Understanding the Anthropocene

Understanding the Anthropocene: Ideas of Environmental Change in Historical Perspective

mareographealicante.jpg

Photo of the Alicante automated tide gauge (mareographe), published in Verhandlungen der vom 5. bis 10. October 1976 in Brüsselvereinigten Permanenten Commission der Europaeischen Gradmessung, C. Bruhns and A. Hirsch (eds.), Berlin: Verlag von Georg Reimer, 1877. Public Domain

This project looks at the historical development of the reference points, baselines, and terms we currently use to track and describe anthropogenic environmental change. Only a detailed mapping of the intellectual roots of the tools and theories used to measure and evaluate global change will, in fact, allow us to better understand present apprehensions and historical narratives.

Taking the lead from the study of geodesy, in particular nineteenth-century attempts to determine a standard "point zero" of altitude and scientific research about subsidence of landmasses, the project discusses the historical roots of one of the most prominent points of reference currently used in discourses about climate change and the Anthropocene: the mean sea-level.
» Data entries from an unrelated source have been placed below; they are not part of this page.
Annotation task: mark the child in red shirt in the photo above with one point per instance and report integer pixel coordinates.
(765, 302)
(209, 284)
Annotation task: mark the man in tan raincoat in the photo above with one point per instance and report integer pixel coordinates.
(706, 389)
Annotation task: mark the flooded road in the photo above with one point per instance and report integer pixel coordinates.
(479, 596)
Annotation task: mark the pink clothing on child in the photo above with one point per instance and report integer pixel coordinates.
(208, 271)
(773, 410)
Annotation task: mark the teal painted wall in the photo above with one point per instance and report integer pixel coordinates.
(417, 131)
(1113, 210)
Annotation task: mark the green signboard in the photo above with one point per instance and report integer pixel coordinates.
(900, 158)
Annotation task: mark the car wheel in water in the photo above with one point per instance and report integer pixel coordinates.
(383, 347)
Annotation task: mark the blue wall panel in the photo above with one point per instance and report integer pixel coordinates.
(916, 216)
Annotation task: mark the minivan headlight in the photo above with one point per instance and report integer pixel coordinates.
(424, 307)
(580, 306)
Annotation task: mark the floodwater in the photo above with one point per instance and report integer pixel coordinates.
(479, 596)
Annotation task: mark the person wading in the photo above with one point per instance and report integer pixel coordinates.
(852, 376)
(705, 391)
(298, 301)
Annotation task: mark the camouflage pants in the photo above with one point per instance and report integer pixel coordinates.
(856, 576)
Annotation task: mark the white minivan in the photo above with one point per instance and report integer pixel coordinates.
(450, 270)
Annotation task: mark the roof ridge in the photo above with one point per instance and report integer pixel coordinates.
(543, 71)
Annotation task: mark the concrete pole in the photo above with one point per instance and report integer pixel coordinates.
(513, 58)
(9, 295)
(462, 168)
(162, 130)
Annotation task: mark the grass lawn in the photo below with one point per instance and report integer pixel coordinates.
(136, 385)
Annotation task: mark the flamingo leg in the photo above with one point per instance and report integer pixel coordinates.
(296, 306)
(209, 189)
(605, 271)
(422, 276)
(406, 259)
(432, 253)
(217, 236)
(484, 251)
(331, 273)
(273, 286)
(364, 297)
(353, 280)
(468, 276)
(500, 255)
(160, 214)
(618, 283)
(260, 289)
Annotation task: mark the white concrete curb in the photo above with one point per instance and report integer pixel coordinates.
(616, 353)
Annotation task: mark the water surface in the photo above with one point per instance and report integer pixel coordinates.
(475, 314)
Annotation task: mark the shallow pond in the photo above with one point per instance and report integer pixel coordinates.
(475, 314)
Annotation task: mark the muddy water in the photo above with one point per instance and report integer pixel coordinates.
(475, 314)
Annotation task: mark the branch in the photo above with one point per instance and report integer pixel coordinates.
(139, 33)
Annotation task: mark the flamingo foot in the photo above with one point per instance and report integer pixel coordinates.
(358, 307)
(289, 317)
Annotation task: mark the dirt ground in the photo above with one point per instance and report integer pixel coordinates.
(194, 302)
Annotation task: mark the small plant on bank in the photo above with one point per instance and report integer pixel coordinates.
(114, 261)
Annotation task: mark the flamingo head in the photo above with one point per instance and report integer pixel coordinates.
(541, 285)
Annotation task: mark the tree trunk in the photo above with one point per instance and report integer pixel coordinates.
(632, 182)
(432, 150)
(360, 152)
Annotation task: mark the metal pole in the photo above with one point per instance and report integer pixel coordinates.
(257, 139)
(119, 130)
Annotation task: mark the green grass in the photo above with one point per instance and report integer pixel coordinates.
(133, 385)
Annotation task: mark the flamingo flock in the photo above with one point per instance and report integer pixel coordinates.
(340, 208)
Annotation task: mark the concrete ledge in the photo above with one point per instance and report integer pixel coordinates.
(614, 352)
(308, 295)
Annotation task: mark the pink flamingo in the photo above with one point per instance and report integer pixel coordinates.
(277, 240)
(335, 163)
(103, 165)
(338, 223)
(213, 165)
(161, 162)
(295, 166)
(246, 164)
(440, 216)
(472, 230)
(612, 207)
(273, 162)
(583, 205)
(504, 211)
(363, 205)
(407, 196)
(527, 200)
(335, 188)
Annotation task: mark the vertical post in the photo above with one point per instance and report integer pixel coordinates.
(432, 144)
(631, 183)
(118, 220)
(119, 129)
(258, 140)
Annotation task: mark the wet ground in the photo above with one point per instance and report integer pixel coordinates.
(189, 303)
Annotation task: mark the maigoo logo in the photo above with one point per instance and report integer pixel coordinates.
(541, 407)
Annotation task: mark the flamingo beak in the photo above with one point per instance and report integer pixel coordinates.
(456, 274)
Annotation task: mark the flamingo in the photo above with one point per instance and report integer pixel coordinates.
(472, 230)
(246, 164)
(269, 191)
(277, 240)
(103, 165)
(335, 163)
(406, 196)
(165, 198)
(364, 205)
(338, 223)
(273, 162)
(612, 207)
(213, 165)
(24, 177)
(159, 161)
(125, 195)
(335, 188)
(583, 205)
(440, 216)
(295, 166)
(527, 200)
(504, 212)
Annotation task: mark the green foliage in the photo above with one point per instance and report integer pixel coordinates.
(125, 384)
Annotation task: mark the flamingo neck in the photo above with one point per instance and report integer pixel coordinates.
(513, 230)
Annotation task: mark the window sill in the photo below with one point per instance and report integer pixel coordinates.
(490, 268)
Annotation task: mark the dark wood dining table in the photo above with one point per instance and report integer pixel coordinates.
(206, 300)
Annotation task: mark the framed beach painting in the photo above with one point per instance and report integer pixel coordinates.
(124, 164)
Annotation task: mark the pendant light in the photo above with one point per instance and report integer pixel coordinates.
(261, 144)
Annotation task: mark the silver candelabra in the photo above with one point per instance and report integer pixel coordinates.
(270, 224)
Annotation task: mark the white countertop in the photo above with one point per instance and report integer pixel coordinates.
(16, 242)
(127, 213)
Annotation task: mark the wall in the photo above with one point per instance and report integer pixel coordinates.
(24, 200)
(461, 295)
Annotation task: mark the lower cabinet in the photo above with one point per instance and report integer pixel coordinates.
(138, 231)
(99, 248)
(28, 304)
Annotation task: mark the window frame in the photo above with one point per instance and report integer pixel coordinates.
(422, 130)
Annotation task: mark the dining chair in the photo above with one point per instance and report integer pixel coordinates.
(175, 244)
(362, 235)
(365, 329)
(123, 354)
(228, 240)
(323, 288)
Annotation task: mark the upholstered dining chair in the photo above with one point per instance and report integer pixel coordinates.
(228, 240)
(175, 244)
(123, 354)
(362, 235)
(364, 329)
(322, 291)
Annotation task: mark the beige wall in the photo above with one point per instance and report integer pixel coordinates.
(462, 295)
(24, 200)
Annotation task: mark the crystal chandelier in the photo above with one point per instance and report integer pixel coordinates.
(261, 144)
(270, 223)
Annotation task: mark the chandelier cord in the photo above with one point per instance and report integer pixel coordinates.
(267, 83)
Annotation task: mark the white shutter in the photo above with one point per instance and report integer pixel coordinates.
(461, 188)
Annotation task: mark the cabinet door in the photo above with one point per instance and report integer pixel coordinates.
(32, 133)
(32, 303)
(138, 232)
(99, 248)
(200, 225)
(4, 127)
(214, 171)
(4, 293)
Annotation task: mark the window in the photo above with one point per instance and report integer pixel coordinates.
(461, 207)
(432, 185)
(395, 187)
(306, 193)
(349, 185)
To broaden the analysis to how ideas of environmental change in general have been conceptualized and interpreted in the last few centuries, the project will later look also at other dimensions of global change—such as animal extinctions and global warming—with particular attention to the development of an awareness of the determining role of humans.

The mechanics of how we evaluate change, the choices made to adopt specific baselines, and path dependence in scientific research are some of the main issues this project addresses, mainly through the analysis of nineteenth-century scientific papers and the correspondence of scientists. The importance of this approach lies in the fact that past decisions about the ways in which human societies adjudicate environmental change still substantially inform the outlook of science and policy on the future and on how to respond to change through global planning.